For the 2010 legislative session in Albany there are two very different stories to tell on environmental policy. One very good, and the other pretty bad.
On the good side, more positive environmental and public health legislation became law than any other year I can recall in 20 years of working on environmental issues.
Some very important bills that were passed and signed into law:
- Pesticide Restrictions at Schools & Daycare Centers
- Smart Growth Infrastructure
- Electronic Waste Recycling
- Ultra low sulfur heating oil requirement
- Net metering fix
- Phosphorus Reduction
- Ban on BPA in products for infants
The major reason for much of this success was the fact that for the first time in many decades one party controlled both houses of the NY State Legislature and the Governor’s office. Much of the gridlock (but not all) that had been a way of life in Albany was eliminated, or at least greatly reduced.
In addition, the DEC has moved to enforce a more than 30 year old law requiring manufacturers to disclose the ingredients and possible health effects of cleaning products.
The bad side has mostly to do with money.
- Funding was cut from the New York State Environmental Protection Fund by almost 40%
- DEC funding was cut almost 14%
- Parks funding cut 15%
- DEC Commissioner Grannis was fired after a his memo detailing the impacts of layoffs off over 200 employees was leaked to the press.
The economic crisis has hit NewYork hard, and cuts have been made in many important programs. Unfortunately, the harm to the environment that occurs when these programs are cut can be substantial, and long lasting, or even permanent.
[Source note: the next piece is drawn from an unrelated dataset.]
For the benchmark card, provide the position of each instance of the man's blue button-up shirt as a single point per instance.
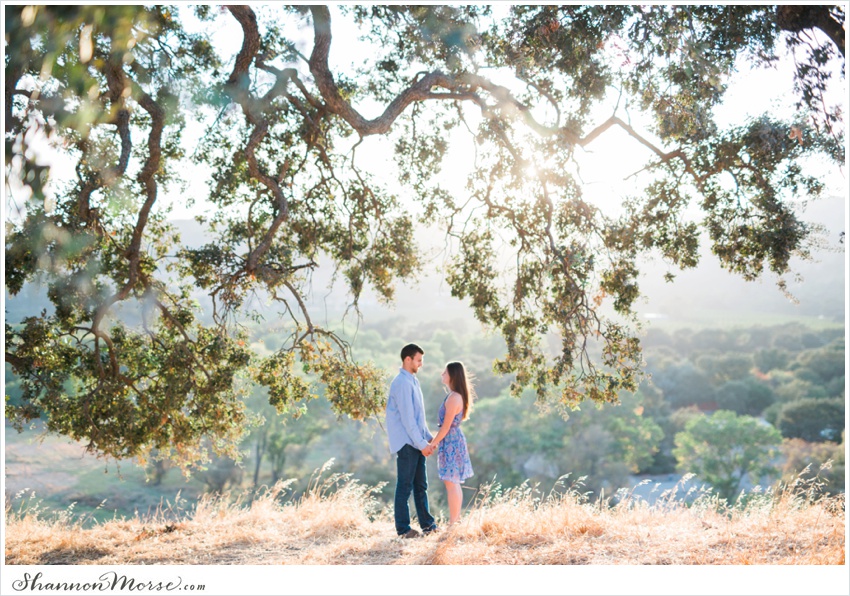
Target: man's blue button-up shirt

Some good environmental legislation was stalled as well:
- Amendment to energy conservation construction code to require higher standards and third party verification of new home energy performance.
- Fix of PACE (Property Assessed Clean Energy financing) legislation passed last year, to allow sustainable funding sources for these programs.
The failure of these laws to get passed has more to do with the relatively low priority that environmental and energy legislation often get in Albany. These bills would have benefitted greatly from greater involvement and leadership from the Governor’s office. However, the ongoing budget battle consumed much of the Governor’s and the Legislature’s attention for much of the session. The energy conservation construction code amendment in particular was harmed by a competing bill from the Governor’s office that was advanced very late in the legislative session, and the lack of interest from the Governor’s office in working to reconcile the two bills.
What can we do about it?
- Find out about the environmental positions and record of the candidates running for office.
- Vote for the candidate who’s record and positions match your concern for the environment.
- Let your elected officials know that the environment is important to you, and their performance on those issues influence your vote.
- Help us build an environmental movement on Long Island!